Le projet1 sur lequel Émilie Parent travaille consiste donc à enseigner l’agriculture à celles et ceux qui demeurent dans la communauté durant l’été. Afin d’aider les habitantes et habitants à développer leur autonomie alimentaire, huit espaces de jardinage ont été créés ces dernières années, dont une nouvelle serre pédagogique.

De nombreuses personnes se prêtent chaque année avec enthousiasme à l’expérience potagère. Elles cultivent, notamment, des pommes de terre, des concombres, des courgettes, de la laitue, des carottes et des courges, qui poussent tous très bien sur le bord de l’immense réservoir Gouin.

« Les activités extérieures connaissent un engouement auprès de la population, surtout là où souvent il n’y a pas grand-chose à faire, explique la chargée de projet. Et prendre soin de quelque chose de vivant, c’est vraiment très attrayant pour les personnes qui participent. »

Ce projet attire aussi des étudiantes et des étudiants en anthropologie et en agriculture du cégep de Victoriaville. Les jeunes, embauchés par le CISA, ont l’occasion de vivre au sein de la communauté atikamekw durant la période estivale. Ils créent des liens et deviennent en quelque sorte « des ambassadrices et des ambassadeurs sur le terrain », indique Émilie Parent.

S’adapter à la réalité des Atikamekw

« Nous [l’équipe du CISA] travaillons beaucoup à changer notre façon de faire pour nous adapter à celle de la communauté, à sa vision, et pour répondre à ses besoins, explique la chargée de projet. Il y a des différences culturelles, par exemple sur la façon d’appréhender le temps, l’organisation des activités de groupe, la place du travail, etc. »

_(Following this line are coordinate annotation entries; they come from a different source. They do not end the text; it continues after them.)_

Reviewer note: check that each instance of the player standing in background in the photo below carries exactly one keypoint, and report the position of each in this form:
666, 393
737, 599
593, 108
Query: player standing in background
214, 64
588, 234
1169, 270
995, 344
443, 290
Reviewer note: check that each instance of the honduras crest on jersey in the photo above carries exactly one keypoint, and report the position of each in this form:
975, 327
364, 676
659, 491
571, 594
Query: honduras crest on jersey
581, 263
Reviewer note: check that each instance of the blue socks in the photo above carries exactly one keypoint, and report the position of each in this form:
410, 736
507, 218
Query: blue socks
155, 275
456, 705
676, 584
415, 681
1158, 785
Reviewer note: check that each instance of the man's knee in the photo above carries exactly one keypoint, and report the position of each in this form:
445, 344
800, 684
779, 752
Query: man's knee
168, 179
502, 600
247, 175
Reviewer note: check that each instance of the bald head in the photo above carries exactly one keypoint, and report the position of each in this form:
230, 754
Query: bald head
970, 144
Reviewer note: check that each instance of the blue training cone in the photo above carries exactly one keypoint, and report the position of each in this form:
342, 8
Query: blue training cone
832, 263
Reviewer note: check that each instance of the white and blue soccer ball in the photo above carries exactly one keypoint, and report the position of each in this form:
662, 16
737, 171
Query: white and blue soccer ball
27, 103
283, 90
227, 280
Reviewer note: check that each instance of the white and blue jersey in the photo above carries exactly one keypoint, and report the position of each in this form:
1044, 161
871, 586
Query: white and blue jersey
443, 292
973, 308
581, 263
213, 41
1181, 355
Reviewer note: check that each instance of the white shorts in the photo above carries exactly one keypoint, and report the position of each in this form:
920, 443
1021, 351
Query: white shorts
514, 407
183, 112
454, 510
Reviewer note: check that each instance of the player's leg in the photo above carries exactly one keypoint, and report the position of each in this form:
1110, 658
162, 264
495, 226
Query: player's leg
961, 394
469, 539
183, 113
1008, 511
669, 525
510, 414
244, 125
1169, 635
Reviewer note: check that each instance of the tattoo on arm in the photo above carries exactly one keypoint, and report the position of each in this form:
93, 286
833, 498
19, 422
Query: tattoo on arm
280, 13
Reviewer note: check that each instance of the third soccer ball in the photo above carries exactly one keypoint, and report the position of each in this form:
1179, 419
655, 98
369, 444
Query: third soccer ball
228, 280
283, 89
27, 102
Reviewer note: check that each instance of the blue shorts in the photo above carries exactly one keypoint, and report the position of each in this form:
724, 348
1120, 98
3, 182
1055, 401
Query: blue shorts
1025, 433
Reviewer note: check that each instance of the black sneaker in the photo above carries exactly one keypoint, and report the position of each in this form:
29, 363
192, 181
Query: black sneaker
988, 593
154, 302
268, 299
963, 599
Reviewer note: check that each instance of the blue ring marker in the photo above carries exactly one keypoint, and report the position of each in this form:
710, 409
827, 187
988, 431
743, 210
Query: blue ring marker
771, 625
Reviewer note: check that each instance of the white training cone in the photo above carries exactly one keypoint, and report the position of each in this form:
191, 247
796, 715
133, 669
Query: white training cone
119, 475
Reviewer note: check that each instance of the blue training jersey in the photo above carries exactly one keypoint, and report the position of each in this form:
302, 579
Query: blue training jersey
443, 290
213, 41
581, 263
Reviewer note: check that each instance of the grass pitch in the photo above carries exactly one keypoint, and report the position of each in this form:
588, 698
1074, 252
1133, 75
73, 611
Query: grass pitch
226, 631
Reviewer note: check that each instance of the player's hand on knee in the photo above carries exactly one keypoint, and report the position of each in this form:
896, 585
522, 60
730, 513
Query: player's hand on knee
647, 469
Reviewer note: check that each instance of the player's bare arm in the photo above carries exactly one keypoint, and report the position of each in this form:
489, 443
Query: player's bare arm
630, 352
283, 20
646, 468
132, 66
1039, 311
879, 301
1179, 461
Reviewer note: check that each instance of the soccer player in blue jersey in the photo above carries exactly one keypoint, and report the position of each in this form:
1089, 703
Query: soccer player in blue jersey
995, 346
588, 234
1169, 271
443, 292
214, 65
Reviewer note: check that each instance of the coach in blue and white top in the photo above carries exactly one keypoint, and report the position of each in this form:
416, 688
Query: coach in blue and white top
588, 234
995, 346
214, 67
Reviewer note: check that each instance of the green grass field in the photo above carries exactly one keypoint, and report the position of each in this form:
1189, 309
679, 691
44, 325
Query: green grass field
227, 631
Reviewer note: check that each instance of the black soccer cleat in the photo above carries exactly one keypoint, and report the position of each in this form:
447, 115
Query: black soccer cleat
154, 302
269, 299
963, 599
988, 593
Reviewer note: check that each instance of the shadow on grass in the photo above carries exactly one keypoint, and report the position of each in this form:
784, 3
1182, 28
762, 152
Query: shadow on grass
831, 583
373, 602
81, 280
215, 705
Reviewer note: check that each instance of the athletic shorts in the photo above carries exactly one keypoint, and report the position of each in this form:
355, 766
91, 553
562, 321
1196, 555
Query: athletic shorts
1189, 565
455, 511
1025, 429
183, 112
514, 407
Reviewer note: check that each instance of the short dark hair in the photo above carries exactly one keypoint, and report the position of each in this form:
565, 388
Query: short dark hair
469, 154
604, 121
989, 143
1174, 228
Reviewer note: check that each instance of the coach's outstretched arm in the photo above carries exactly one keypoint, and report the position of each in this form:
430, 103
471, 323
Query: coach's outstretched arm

À l’été 2021, deux étudiants en anthropologie se sont joints à l’aventure à Opitciwan dans le cadre d’un nouveau projet de recherche. Financé par le ministère de l’Éducation, ce projet vise à travailler sur les procédés de mobilisation et à intégrer les façons de faire des communautés autochtones. L’expérience a connu du succès, surtout auprès des élèves de l’école secondaire de la communauté, qui étaient invités à participer.

Le CISA, nouvellement syndiqué

Le Centre d’innovation sociale en agriculture (CISA) du cégep de Victoriaville est le seul centre collégial de transfert technique québécois (CCTT) qui concentre ses recherches sur les problématiques sociales du monde agricole.

En 2020, la trentaine de travailleuses et de travailleurs a rejoint les rangs du Syndicat des professionnels du Cégep de Victoriaville affilié à la FPPC-CSQ2. Émilie Parent, conseillère à l’exécutif syndical, affirme que « ça fait vraiment une différence d’être au sein du syndicat, il faut qu’il y ait des gens de notre service qui soient là-dedans, parce que notre réalité en tant que chercheurs est différente de celle des autres professionnels par rapport à notre travail. Là, on peut avoir un dialogue! »


1 Le projet d’Émilie Parent avec le CISA est rendu possible grâce à la collaboration d’Ernest Awashish, agent de développement économique, et de Marie-Soleil Weizineau, directrice de l’aménagement à Opitciwan.
2 Fédération du personnel professionnel des collèges.